Conformity may be craven, but it is a powerful and common survival strategy throughout nature. “Blending into the herd” works often enough. But for many reasons, conformity fails in the long run.
Why? Because in imitating the crowd, the conformist becomes interchangeable with every other member of that crowd. If he is lost, it is no great loss – he is standing right next to his replacement. So his conformity may buy him safety in the moment, but it will hide any advantage he might offer to the group/person presenting a danger to him.
The nonconformist on the other hand takes a big risk of being killed or otherwise eliminated. But in standing out, he clearly establishes a unique sense of value. Think of the “crazy” artistic genius, the brilliant political dissident, the rogue inventor and entrepreneur. He may have ups and downs in the short term due to his intransigence, but he will also be seen as someone harder to replace, and in that sense his safety may improve over that of the nonconformist.
Whether or not you choose to be a conformist might depend on your idea of safety.
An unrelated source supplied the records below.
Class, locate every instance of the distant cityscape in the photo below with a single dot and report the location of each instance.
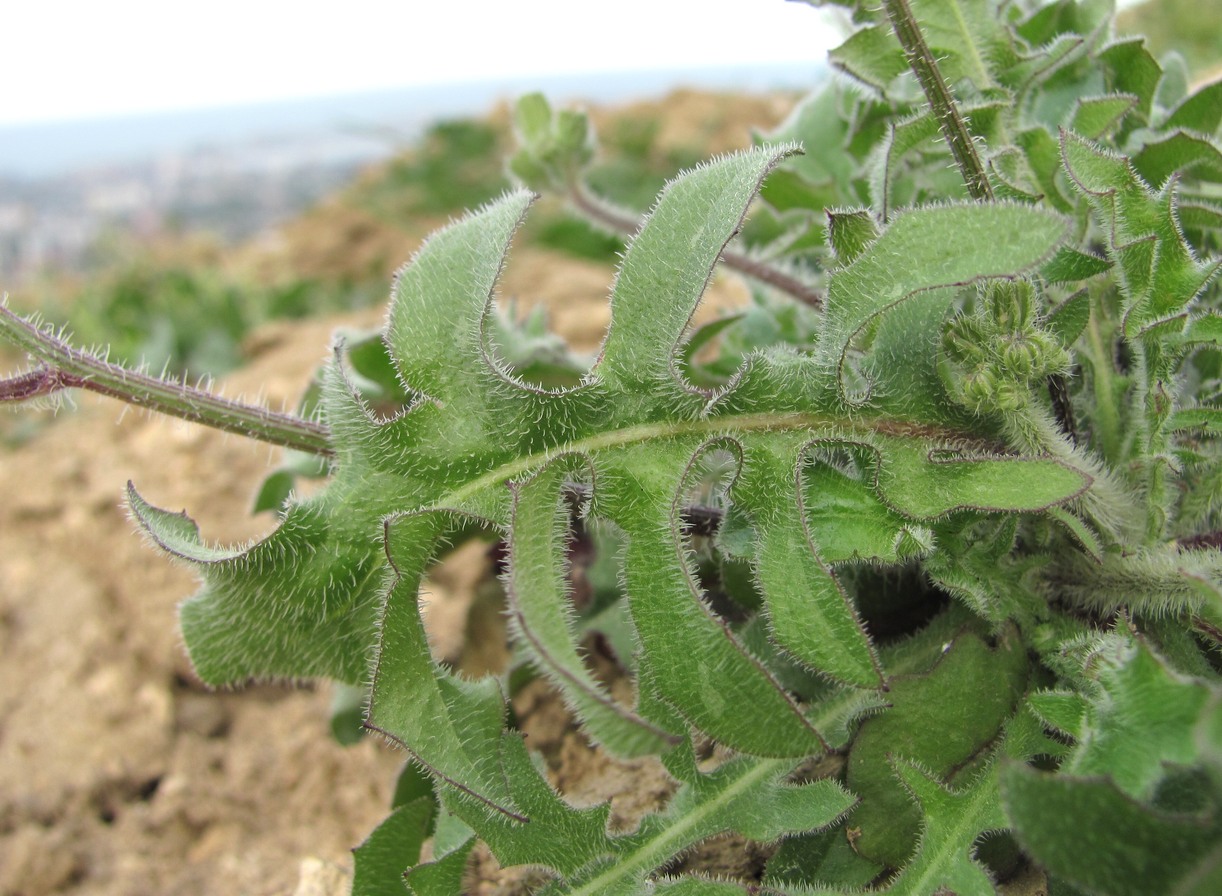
(232, 191)
(238, 171)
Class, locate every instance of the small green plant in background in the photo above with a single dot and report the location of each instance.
(917, 564)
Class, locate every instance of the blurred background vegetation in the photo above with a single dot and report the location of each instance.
(185, 302)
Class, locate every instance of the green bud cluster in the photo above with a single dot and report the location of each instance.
(556, 144)
(995, 351)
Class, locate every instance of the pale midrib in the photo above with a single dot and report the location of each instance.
(654, 432)
(952, 846)
(671, 840)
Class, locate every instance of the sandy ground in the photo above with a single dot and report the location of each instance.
(119, 773)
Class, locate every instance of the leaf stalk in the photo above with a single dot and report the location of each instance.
(615, 220)
(929, 76)
(64, 367)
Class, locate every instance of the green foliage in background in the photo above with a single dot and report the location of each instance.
(913, 567)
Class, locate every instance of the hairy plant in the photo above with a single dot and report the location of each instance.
(943, 505)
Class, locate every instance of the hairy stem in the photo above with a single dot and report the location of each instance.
(603, 214)
(64, 367)
(953, 127)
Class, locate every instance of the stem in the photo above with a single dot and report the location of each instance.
(954, 130)
(64, 367)
(600, 213)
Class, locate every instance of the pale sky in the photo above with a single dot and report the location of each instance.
(70, 59)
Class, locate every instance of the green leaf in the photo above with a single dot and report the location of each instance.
(945, 861)
(1130, 69)
(247, 621)
(937, 720)
(743, 796)
(1176, 153)
(940, 247)
(851, 232)
(540, 614)
(381, 861)
(1094, 116)
(450, 725)
(1201, 111)
(1141, 720)
(1157, 269)
(1090, 833)
(442, 877)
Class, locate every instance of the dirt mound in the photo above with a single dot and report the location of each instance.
(119, 773)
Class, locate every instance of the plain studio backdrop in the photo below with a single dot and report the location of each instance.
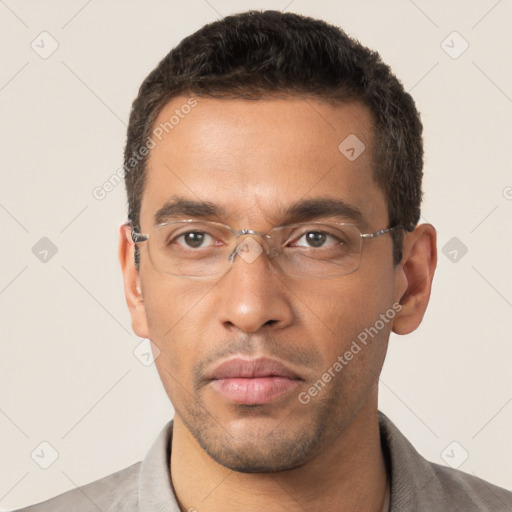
(78, 392)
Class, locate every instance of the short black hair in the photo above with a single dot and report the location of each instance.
(265, 54)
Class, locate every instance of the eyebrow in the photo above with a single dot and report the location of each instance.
(303, 210)
(179, 207)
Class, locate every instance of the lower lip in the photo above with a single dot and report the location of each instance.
(253, 391)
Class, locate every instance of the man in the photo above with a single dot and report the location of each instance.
(273, 170)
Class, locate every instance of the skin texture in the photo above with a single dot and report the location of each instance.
(255, 158)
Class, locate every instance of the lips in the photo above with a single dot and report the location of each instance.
(252, 382)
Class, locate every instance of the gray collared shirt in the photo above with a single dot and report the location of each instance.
(416, 484)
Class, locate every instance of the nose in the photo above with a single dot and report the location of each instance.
(251, 296)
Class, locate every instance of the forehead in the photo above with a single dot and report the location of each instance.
(255, 158)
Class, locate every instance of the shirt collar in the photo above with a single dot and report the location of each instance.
(409, 473)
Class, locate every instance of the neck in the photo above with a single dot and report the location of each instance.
(349, 475)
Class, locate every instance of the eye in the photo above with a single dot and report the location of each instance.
(315, 239)
(195, 239)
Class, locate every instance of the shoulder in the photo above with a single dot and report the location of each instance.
(117, 491)
(465, 492)
(420, 485)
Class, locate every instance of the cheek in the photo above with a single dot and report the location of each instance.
(175, 313)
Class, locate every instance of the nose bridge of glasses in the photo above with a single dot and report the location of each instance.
(256, 250)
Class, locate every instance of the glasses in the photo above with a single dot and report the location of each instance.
(197, 249)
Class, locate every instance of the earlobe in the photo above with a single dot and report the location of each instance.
(414, 278)
(132, 285)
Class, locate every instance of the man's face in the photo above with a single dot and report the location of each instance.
(254, 160)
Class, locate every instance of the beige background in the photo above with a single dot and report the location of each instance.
(68, 373)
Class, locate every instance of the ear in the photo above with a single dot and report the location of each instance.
(132, 284)
(415, 275)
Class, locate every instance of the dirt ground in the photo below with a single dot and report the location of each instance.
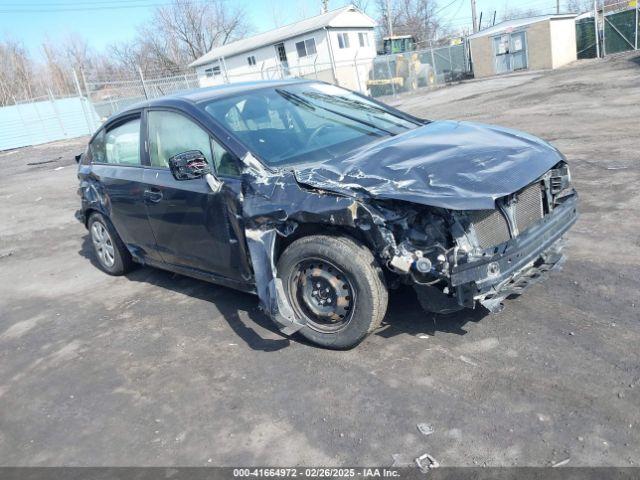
(158, 369)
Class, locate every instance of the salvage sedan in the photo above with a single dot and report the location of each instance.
(320, 201)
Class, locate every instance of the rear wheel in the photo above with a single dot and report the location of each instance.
(336, 286)
(112, 255)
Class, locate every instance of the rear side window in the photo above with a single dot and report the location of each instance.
(119, 145)
(172, 133)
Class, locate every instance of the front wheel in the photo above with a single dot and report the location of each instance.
(112, 255)
(336, 286)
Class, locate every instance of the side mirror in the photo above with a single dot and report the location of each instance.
(189, 165)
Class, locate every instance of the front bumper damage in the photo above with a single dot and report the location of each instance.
(517, 264)
(419, 245)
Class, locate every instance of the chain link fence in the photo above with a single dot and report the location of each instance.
(612, 28)
(383, 75)
(110, 96)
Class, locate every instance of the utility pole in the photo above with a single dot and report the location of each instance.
(595, 24)
(474, 16)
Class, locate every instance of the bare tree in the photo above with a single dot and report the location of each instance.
(179, 34)
(77, 51)
(410, 17)
(16, 72)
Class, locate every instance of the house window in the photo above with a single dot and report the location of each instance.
(213, 71)
(343, 40)
(307, 47)
(363, 38)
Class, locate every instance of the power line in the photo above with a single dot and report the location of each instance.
(93, 7)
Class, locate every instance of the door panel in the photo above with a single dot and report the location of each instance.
(518, 51)
(189, 221)
(118, 174)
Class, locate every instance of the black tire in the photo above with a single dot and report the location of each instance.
(122, 261)
(346, 258)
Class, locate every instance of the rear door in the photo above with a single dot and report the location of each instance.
(193, 226)
(117, 175)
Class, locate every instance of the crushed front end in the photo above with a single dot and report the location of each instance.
(459, 258)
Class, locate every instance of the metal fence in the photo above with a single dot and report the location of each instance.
(382, 75)
(46, 119)
(610, 29)
(110, 96)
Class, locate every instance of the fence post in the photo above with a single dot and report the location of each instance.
(57, 112)
(144, 88)
(393, 86)
(604, 30)
(81, 98)
(595, 26)
(24, 123)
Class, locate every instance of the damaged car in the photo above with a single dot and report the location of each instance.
(321, 200)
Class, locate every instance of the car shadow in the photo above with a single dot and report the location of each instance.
(404, 314)
(230, 305)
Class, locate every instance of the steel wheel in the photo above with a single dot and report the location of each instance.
(103, 244)
(323, 294)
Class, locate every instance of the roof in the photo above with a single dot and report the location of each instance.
(197, 95)
(348, 17)
(518, 23)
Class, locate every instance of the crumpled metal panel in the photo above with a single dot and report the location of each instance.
(455, 165)
(274, 204)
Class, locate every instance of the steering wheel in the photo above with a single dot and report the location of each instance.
(316, 132)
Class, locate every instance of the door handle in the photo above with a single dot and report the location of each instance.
(153, 195)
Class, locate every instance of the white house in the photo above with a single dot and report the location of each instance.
(336, 46)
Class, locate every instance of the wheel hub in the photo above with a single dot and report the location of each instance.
(103, 244)
(324, 295)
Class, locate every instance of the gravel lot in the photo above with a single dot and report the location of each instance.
(159, 369)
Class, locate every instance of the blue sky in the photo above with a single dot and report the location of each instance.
(106, 21)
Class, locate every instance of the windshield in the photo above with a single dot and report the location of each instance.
(305, 122)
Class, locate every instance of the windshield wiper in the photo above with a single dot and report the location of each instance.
(297, 98)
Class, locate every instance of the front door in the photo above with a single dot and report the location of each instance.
(282, 57)
(117, 170)
(192, 225)
(510, 52)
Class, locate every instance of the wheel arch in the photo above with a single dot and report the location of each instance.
(307, 229)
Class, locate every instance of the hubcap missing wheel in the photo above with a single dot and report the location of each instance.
(323, 294)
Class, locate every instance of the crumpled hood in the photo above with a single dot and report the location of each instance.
(456, 165)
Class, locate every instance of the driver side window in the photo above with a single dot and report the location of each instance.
(172, 133)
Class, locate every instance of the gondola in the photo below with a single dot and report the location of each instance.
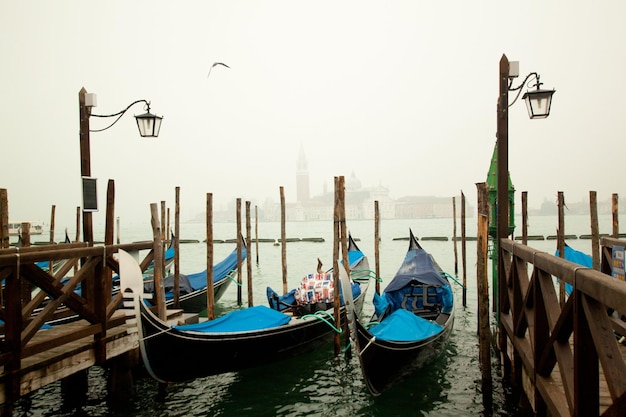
(238, 340)
(412, 322)
(310, 296)
(192, 287)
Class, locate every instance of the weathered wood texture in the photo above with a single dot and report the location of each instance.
(572, 363)
(53, 297)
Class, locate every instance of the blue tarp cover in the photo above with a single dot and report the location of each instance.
(578, 257)
(354, 257)
(417, 265)
(252, 318)
(404, 326)
(220, 270)
(290, 297)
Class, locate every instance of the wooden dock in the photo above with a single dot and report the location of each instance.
(563, 350)
(64, 359)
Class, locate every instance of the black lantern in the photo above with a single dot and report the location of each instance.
(149, 124)
(538, 103)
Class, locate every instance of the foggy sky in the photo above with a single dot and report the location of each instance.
(402, 93)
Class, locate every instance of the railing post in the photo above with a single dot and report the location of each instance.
(13, 331)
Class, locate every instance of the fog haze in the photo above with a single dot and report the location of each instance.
(401, 93)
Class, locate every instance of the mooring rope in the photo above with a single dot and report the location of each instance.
(156, 334)
(233, 279)
(318, 315)
(445, 274)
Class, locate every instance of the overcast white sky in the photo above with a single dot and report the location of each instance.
(402, 93)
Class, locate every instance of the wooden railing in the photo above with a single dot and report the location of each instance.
(563, 357)
(33, 296)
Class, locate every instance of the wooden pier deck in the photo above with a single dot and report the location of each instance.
(64, 359)
(562, 350)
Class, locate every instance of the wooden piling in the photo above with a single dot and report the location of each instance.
(595, 234)
(377, 245)
(4, 218)
(615, 211)
(456, 256)
(239, 254)
(210, 312)
(256, 232)
(177, 247)
(157, 248)
(52, 225)
(463, 249)
(77, 239)
(561, 242)
(336, 293)
(164, 231)
(482, 282)
(525, 217)
(283, 238)
(249, 258)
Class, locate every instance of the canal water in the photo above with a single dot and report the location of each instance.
(320, 384)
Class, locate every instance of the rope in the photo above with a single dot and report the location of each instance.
(318, 314)
(156, 334)
(445, 274)
(233, 279)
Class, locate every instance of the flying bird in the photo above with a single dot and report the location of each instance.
(215, 64)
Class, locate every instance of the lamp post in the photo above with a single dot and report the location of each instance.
(538, 103)
(149, 126)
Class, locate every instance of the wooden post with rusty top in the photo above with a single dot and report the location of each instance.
(561, 242)
(52, 227)
(283, 238)
(482, 282)
(239, 254)
(256, 232)
(463, 250)
(177, 248)
(157, 248)
(4, 218)
(248, 257)
(615, 211)
(595, 234)
(525, 217)
(454, 246)
(336, 294)
(377, 246)
(210, 312)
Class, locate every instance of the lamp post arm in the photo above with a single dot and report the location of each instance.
(519, 87)
(119, 114)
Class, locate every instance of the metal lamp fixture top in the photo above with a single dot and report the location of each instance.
(149, 124)
(538, 101)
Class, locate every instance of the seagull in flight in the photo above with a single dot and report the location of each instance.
(215, 64)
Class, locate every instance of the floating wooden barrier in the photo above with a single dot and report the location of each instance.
(531, 237)
(438, 238)
(591, 236)
(566, 237)
(467, 239)
(313, 239)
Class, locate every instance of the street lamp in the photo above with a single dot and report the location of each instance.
(538, 103)
(149, 126)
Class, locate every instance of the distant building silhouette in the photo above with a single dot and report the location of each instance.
(359, 202)
(302, 177)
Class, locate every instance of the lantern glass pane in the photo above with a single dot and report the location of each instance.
(538, 103)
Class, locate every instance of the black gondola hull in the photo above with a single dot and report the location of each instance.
(175, 356)
(385, 363)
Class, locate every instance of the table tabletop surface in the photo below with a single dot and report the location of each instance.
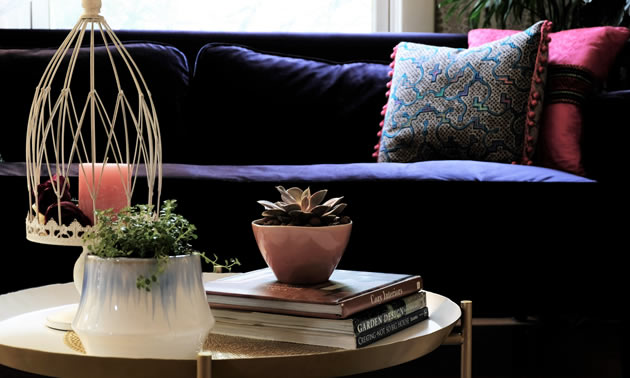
(26, 343)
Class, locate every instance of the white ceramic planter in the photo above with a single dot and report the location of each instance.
(117, 319)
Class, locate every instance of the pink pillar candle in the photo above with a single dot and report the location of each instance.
(106, 185)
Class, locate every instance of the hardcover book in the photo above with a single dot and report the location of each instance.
(347, 292)
(335, 339)
(360, 323)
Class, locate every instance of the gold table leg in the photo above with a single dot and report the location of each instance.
(466, 353)
(204, 364)
(463, 338)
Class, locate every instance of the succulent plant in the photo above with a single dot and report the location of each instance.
(301, 208)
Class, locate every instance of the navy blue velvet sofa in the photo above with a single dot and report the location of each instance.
(243, 112)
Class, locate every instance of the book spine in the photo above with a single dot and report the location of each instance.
(380, 296)
(389, 312)
(391, 328)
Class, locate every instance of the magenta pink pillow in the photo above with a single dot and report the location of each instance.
(578, 60)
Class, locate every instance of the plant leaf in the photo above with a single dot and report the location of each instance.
(269, 205)
(318, 197)
(320, 210)
(291, 207)
(332, 202)
(305, 202)
(337, 209)
(285, 195)
(296, 193)
(273, 213)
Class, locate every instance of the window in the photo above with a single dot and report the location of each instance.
(341, 16)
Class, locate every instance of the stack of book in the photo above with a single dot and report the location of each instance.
(351, 310)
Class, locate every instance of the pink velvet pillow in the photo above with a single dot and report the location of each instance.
(579, 59)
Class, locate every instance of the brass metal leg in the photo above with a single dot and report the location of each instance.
(204, 364)
(466, 352)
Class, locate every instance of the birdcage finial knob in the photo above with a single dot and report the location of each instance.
(92, 8)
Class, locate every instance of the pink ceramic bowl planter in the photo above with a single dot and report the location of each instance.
(302, 255)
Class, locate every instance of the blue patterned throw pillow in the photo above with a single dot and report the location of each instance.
(482, 103)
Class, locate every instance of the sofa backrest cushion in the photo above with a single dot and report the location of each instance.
(164, 68)
(481, 104)
(265, 108)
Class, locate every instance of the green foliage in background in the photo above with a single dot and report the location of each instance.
(565, 14)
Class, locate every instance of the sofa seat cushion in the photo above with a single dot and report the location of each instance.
(438, 170)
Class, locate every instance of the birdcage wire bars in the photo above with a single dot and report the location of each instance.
(61, 137)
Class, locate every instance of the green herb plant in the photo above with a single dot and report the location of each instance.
(140, 232)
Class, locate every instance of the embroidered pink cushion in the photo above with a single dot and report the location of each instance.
(578, 60)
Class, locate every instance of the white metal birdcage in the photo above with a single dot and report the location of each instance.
(72, 134)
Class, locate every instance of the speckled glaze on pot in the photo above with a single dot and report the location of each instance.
(117, 319)
(302, 255)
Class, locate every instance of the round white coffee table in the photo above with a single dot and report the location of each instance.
(27, 344)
It’s true that the conformist may never be killed, but in hiding in the group he may also miss his opportunities to reproduce, or to leave some other kind of mark in the world. This is an extinction event all its own. The nonconformist may risk short-term discomfort or even destruction, but in the long run his works are more irreplaceable and therefore held with more care by the rest of the world.
This has practical implications.
Communities that try to become like every other community – say, by adding a bunch of fast food restaurants – will be interchangeable, ultimately replaceable, and ultimately not maintained by their citizens. A community with hundreds-years old churches and buildings and memory will last. Anything else you wish to preserve should follow this principle and be unafraid to stand out.